Critchet desaparecera.

Um momento estava lá, estudando o mapa da parede e no momento seguinte não.
Desapareceu.

— Jacobson! — Paine gritou. — Ele se foi!

Os olhos de Jacobson cresceram. O suor se destacou em sua testa. — Você viu!

Paine estava pensativo, contemplando o lugar vazio que Ernest Critchet ocupara.

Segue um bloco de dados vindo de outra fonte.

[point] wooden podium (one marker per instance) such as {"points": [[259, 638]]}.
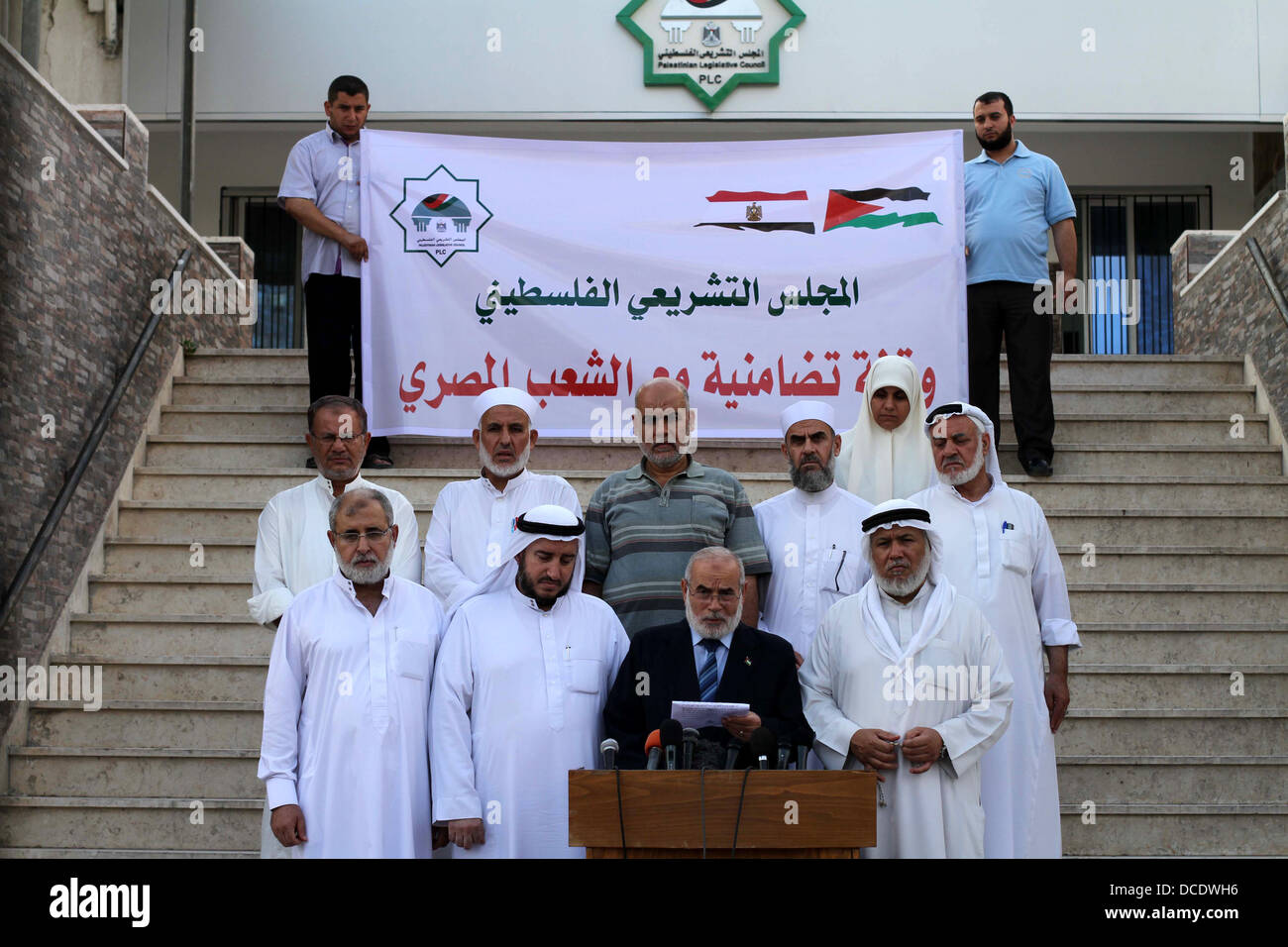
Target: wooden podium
{"points": [[785, 813]]}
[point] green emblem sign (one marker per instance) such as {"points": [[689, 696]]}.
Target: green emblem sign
{"points": [[711, 47]]}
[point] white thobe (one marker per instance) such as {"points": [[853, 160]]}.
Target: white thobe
{"points": [[347, 719], [472, 527], [292, 553], [1016, 577], [812, 543], [519, 701], [848, 684]]}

— Algo está acontecendo — murmurou. — Algo estranho.

De repente Paine agarrou seu casaco e se dirigiu para a porta.

— Não me deixe sozinho! — Jacobson implorou.

— Se precisar de mim estarei no apartamento de Laura. O número está na minha mesa.

— Não é hora para brincadeira!

Paine abriu a porta.

— Eu duvido — disse sombriamente — que se trate de uma brincadeira.


Paine subiu as escadas para o apartamento de Laura Nichols, dois degraus de cada vez. Empurrou o botão da campainha até a porta se abrir.

— Bob! — Laura piscou surpresa. A que devo a honra...

Paine passou por ela, entrando no apartamento.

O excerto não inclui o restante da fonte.